Je souhaite tout d'abord remercier nos collègues du groupe UDI et indépendants d'avoir mis ce débat à l'ordre du jour.
Remis au Gouvernement en novembre 2019 par Jean-Luc Warsmann et Laurent Saint-Martin, dont je salue le travail, ce rapport témoigne de l'approche transpartisane existant depuis plus de dix ans sur cette thématique des saisies des avoirs criminels. Il témoigne également – et c'est fort appréciable – de l'engagement de longue durée de notre collègue Jean-Luc Warsmann sur ces enjeux. Je le perçois comme un point d'étape sur la politique de saisie et de confiscation, quelque dix ans après l'entrée en vigueur de la loi du 9 juillet 2010 visant à faciliter la saisie et la confiscation en matière pénale. Cette loi est le premier marqueur fort du changement de paradigme en matière de saisies judiciaires. Alors que jusque là les saisies et les confiscations n'étaient pas ancrées dans la culture française, elles sont devenues un outil de répression à part entière de notre arsenal judiciaire.

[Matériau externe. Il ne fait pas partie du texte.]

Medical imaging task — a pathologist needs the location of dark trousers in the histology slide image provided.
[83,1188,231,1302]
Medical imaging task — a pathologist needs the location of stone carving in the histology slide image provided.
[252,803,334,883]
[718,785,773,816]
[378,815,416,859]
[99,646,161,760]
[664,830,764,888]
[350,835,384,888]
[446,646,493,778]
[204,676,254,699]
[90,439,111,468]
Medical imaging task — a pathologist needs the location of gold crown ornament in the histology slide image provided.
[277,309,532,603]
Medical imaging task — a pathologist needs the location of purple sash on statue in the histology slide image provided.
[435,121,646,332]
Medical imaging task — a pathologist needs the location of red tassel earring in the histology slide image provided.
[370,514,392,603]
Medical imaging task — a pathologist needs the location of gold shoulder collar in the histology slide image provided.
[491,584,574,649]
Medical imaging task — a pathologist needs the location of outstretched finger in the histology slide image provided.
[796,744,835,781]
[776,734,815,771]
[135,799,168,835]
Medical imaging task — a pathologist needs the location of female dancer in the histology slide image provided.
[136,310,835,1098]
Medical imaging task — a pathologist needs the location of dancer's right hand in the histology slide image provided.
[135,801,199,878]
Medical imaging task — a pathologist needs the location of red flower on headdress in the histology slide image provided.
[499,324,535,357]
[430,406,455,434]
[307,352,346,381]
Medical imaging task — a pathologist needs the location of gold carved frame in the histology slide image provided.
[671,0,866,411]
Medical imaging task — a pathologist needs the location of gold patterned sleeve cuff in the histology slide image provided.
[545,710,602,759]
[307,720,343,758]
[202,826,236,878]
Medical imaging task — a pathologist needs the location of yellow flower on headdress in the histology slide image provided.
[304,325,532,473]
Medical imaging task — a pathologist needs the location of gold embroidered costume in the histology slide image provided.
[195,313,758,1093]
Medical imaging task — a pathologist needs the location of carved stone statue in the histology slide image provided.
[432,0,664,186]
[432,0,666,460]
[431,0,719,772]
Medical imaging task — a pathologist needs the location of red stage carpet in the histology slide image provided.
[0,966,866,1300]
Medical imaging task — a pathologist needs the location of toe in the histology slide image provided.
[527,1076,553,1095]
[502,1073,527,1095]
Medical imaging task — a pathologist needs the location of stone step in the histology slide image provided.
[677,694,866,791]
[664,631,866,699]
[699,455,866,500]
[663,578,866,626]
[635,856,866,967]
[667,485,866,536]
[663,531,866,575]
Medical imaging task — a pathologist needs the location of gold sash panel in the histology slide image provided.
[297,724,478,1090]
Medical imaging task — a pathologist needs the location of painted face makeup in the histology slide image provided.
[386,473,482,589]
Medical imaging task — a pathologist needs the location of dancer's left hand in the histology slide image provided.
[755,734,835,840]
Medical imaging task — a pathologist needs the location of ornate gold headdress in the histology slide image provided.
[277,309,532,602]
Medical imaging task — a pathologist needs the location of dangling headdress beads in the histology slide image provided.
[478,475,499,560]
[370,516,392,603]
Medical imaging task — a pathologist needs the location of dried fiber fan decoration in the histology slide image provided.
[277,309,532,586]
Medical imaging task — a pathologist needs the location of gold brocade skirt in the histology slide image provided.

Bien manié, cet outil cumule plusieurs avantages. Il répond d'abord à l'impératif de justice qui veut qu'un délinquant ne puisse profiter du produit de ses activités illicites. Il répond ensuite à un impératif budgétaire, puisqu'il apporte des recettes nouvelles à la collectivité. Enfin, il répond à un impératif d'efficacité de la politique de répression puisqu'en frappant de manière efficace les délinquants au portefeuille, elle renforce l'arsenal répressif à disposition du juge.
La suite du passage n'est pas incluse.